2 machines over from me today, this totally huge fat guy was working out.
I looked around, at the hard bodies, the perfect outfits– noticing the effort and primping that it took to get these people here, ready to be on display and present themselves to this health club world.
I wondered about the judgment towards themselves as they got ready…. I watched as they worked out, making sure it looked just so.
I noticed my own judgment too… about myself, them.
Then I looked back to the fat guy.
He was the happiest guy in the place.
He had the warmest, glowing smile I’d ever seen.
He was listening to something obviously awesome and he had his eyes shut, he was pushing hard, dancing a little and singing.

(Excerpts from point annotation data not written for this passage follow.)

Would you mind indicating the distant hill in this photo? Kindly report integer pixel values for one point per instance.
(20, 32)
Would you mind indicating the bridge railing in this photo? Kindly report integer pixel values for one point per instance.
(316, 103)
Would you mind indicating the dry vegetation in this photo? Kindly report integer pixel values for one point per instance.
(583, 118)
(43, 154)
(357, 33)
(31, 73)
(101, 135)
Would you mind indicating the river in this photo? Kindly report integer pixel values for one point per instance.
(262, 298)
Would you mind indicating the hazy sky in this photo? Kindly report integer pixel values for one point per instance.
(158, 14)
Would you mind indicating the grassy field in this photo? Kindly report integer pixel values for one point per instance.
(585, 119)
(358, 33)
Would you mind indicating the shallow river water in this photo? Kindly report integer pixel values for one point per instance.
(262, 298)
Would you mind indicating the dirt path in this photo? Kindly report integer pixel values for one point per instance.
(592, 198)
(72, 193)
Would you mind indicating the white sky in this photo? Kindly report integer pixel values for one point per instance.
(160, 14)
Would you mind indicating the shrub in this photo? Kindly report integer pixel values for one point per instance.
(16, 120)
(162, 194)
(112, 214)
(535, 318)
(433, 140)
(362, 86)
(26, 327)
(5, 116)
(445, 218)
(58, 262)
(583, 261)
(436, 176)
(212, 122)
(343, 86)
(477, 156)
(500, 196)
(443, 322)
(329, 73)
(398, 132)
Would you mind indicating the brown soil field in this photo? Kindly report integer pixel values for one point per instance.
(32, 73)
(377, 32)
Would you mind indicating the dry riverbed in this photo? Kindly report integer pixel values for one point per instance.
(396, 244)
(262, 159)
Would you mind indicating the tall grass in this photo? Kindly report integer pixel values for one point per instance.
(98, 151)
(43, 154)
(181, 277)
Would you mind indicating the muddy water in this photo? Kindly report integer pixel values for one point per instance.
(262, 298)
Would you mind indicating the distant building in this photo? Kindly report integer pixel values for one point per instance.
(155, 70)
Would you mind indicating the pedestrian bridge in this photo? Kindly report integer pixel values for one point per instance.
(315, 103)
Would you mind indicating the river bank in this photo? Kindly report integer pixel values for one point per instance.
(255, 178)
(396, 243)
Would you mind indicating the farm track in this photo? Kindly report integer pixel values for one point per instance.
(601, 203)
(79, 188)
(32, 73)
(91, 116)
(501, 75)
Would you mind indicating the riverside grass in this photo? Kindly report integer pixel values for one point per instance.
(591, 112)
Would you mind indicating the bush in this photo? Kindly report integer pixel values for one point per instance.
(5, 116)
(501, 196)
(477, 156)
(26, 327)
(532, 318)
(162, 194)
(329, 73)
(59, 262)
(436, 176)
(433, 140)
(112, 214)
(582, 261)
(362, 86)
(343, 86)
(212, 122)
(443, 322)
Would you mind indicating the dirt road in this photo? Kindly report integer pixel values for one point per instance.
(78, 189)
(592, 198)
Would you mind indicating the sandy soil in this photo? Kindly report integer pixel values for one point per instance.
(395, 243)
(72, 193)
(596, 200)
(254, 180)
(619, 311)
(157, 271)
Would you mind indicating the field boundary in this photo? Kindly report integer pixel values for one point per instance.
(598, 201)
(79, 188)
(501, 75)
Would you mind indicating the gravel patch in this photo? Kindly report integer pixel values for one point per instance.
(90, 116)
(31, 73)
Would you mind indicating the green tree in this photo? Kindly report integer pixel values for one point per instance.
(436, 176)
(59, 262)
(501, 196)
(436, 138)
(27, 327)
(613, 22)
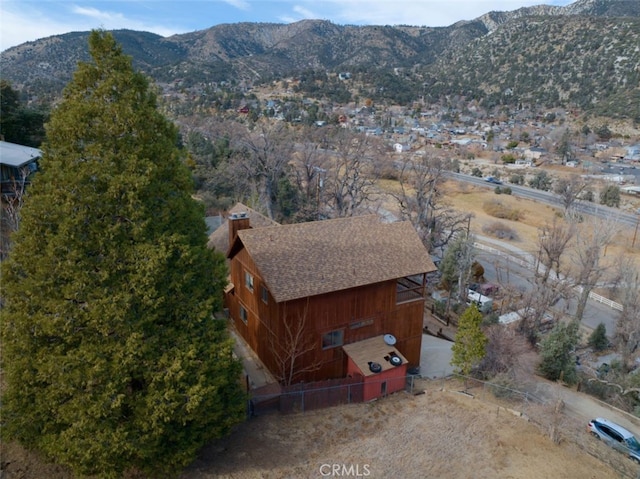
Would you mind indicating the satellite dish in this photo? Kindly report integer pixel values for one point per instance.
(395, 360)
(389, 339)
(374, 367)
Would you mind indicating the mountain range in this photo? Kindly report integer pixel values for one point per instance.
(584, 55)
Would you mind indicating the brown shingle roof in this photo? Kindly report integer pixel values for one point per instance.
(219, 239)
(307, 259)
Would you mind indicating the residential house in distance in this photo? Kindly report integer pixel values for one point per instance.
(17, 163)
(304, 295)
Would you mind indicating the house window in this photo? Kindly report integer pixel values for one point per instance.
(333, 339)
(248, 280)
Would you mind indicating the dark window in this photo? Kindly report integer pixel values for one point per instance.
(248, 281)
(333, 339)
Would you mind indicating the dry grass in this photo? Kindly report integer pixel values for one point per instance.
(498, 209)
(439, 434)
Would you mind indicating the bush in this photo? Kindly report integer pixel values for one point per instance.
(500, 230)
(598, 339)
(517, 179)
(498, 209)
(503, 386)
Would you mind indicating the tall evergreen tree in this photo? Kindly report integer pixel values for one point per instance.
(470, 342)
(111, 357)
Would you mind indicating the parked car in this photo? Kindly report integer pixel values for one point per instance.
(493, 179)
(616, 436)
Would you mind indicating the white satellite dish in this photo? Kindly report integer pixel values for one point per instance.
(389, 339)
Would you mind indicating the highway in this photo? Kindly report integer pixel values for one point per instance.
(507, 269)
(600, 211)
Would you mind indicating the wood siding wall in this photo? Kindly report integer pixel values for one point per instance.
(361, 313)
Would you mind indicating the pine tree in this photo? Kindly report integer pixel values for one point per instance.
(470, 341)
(111, 357)
(556, 353)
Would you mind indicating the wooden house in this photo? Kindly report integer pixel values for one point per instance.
(298, 293)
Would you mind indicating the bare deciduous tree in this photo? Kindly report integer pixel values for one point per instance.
(267, 149)
(569, 190)
(291, 346)
(421, 202)
(353, 172)
(507, 354)
(553, 239)
(592, 237)
(12, 201)
(310, 163)
(628, 323)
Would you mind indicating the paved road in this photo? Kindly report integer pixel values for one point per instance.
(506, 268)
(627, 219)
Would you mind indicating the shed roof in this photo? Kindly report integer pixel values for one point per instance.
(372, 350)
(219, 239)
(307, 259)
(15, 155)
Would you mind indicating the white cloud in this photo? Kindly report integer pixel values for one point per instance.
(24, 25)
(240, 4)
(305, 12)
(423, 12)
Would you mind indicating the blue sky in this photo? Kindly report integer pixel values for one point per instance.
(27, 20)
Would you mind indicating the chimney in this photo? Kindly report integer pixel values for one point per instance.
(237, 221)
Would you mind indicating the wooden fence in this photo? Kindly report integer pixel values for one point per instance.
(307, 396)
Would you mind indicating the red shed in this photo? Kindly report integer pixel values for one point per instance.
(383, 367)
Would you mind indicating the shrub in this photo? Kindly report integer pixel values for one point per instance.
(598, 339)
(517, 179)
(500, 230)
(498, 209)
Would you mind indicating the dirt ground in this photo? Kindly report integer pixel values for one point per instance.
(438, 434)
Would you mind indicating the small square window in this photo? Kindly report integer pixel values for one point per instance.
(248, 280)
(333, 339)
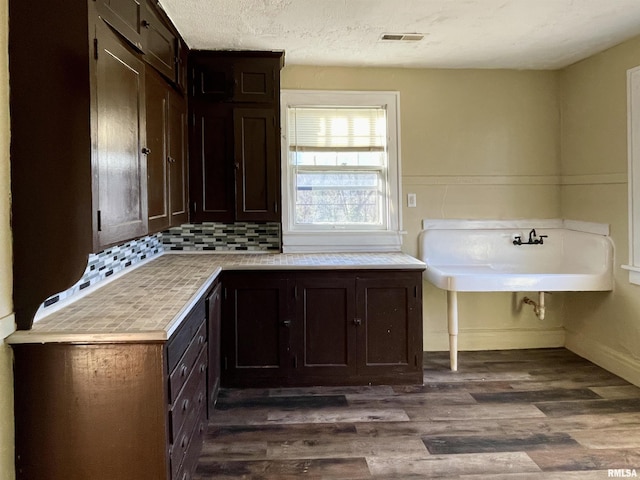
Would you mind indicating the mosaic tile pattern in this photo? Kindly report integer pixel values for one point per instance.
(108, 262)
(226, 237)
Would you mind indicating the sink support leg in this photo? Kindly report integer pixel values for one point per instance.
(452, 319)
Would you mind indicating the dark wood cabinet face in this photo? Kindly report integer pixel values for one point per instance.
(214, 303)
(257, 164)
(119, 190)
(356, 327)
(159, 44)
(256, 328)
(255, 82)
(167, 158)
(211, 173)
(388, 308)
(177, 148)
(125, 16)
(235, 154)
(325, 328)
(157, 164)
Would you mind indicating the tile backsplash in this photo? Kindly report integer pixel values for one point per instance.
(223, 237)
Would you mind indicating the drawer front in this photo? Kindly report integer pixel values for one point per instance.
(191, 397)
(195, 420)
(190, 459)
(181, 339)
(180, 373)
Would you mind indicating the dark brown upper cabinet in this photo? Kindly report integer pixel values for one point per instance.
(119, 163)
(147, 29)
(235, 136)
(125, 17)
(166, 114)
(160, 44)
(239, 79)
(78, 173)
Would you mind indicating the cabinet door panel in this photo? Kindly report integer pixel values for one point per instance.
(325, 328)
(255, 81)
(255, 328)
(389, 338)
(157, 168)
(160, 44)
(257, 164)
(177, 139)
(211, 180)
(125, 17)
(120, 192)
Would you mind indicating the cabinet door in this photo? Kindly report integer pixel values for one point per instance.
(255, 329)
(214, 303)
(159, 43)
(257, 164)
(125, 16)
(255, 80)
(157, 99)
(119, 166)
(325, 332)
(389, 310)
(211, 180)
(177, 159)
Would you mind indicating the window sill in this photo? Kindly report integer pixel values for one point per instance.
(318, 242)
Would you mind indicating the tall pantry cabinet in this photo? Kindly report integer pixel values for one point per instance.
(83, 176)
(234, 162)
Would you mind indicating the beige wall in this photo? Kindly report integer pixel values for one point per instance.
(475, 144)
(602, 327)
(6, 307)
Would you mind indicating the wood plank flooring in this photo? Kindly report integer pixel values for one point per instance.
(521, 414)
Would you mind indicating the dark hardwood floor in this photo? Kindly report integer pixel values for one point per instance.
(520, 414)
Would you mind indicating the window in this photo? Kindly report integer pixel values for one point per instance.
(340, 171)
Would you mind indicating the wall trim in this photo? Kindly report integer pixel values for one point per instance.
(7, 326)
(488, 180)
(553, 180)
(594, 179)
(610, 359)
(497, 339)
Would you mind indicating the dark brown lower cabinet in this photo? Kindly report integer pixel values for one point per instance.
(105, 411)
(214, 305)
(322, 328)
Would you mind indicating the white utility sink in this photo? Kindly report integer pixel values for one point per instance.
(514, 256)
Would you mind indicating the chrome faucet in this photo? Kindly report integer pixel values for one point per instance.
(534, 239)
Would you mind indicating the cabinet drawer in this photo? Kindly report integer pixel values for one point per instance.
(180, 340)
(192, 396)
(190, 458)
(194, 421)
(180, 374)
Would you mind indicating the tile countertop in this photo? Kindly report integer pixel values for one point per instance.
(149, 302)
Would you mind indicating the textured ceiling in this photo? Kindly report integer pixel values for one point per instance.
(520, 34)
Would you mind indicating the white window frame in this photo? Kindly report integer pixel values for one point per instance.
(633, 178)
(332, 238)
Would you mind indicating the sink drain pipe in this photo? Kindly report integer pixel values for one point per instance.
(538, 307)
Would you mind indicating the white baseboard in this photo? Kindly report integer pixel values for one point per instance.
(610, 359)
(497, 339)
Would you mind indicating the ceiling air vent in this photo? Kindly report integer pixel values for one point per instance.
(401, 37)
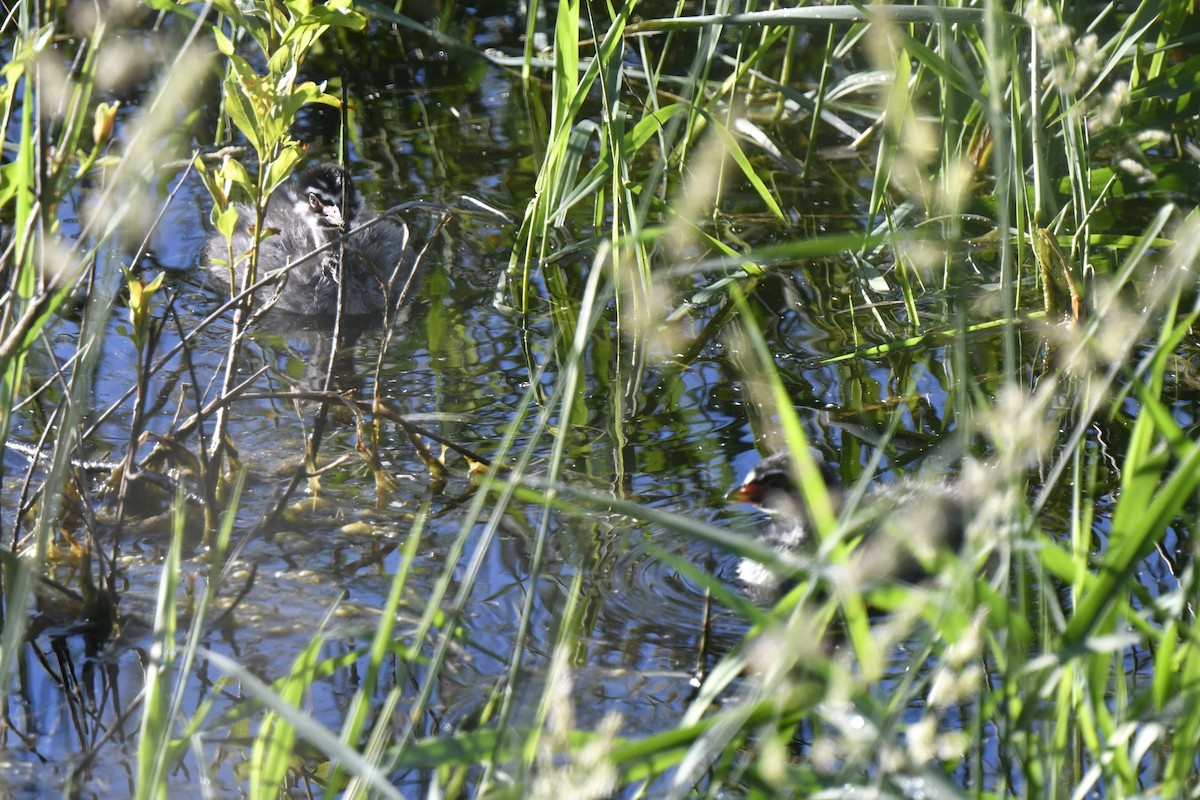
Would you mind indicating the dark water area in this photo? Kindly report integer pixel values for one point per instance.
(439, 125)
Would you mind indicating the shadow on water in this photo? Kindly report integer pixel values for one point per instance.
(439, 126)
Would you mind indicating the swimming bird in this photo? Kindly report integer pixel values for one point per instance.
(319, 209)
(903, 525)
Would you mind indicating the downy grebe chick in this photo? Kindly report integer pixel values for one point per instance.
(903, 525)
(319, 206)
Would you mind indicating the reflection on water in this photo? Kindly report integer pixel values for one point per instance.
(461, 365)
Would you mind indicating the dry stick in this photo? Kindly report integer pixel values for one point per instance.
(141, 385)
(431, 463)
(309, 469)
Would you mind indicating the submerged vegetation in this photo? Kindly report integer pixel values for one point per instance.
(985, 218)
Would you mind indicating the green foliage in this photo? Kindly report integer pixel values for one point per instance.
(1019, 173)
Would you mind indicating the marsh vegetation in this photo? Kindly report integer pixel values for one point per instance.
(481, 546)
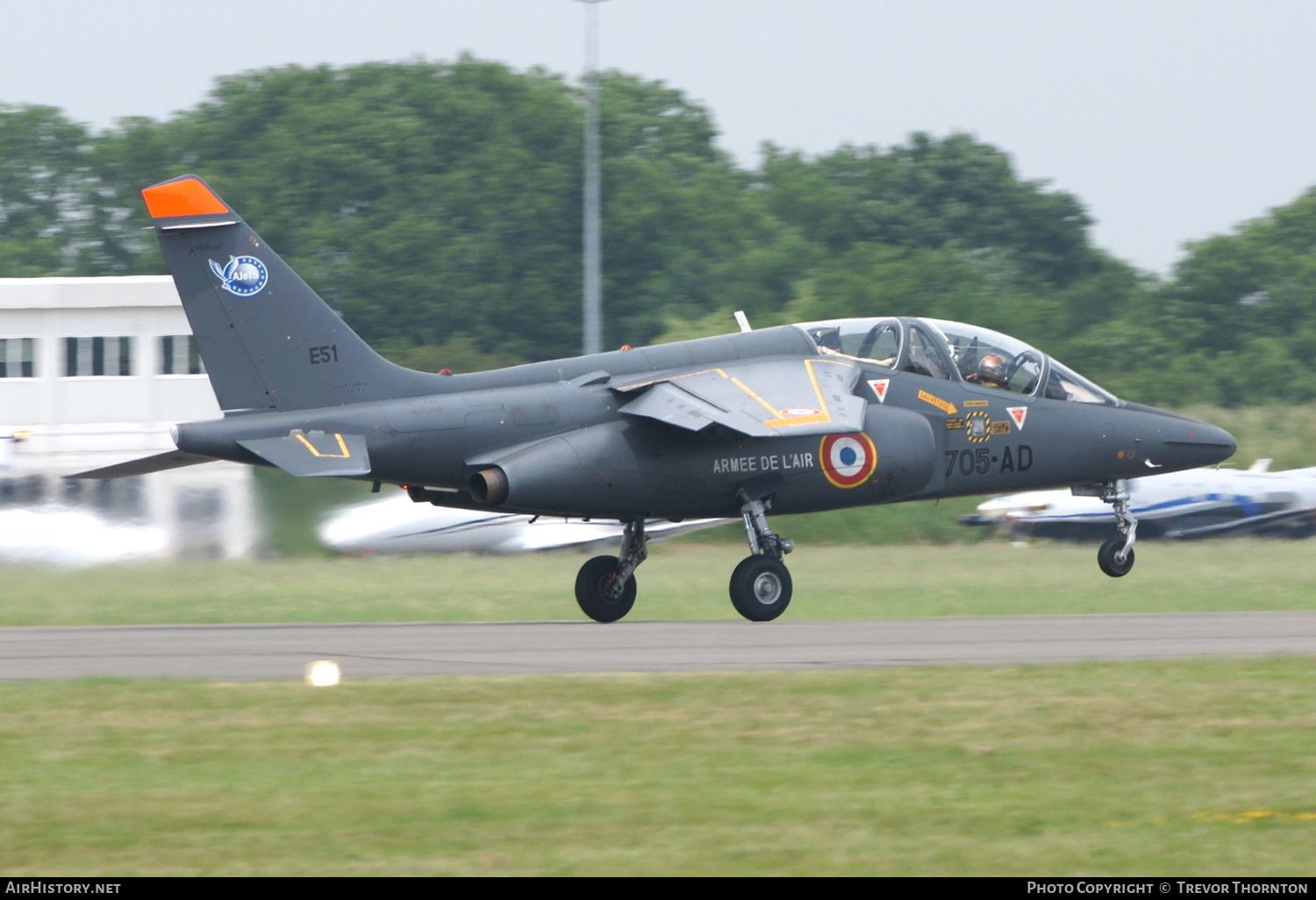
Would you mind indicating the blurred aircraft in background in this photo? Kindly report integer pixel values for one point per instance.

It occurred to me, he was in fact probably the healthiest guy in the whole place… a result of his happiness.
I’m left to ponder, is he happy because his judgment towards himself has somehow left?
Did the idea of looking awesome (by this health club’s standards) seem insurmountable so he said fuck it and decided to just be happy anyway? ((Wondering this, I identified the part of me that still believes happiness is somehow achieved externally.. ))
And, the beautiful people that many of us would literally pay to look like— how come it’s not good enough yet? How come they aren’t dancing and singing and radiating joy? Don’t they have what we’re all fighting for, slaving away hour after hour on these damn treadmills to achieve?
I let my gut out a little, untucked my shirt and realized happiness is drastically more sexy, more beautiful than anything anyone could ever make themselves physically look like.
No way out but in I’m afraid. Again and again I’m reminded.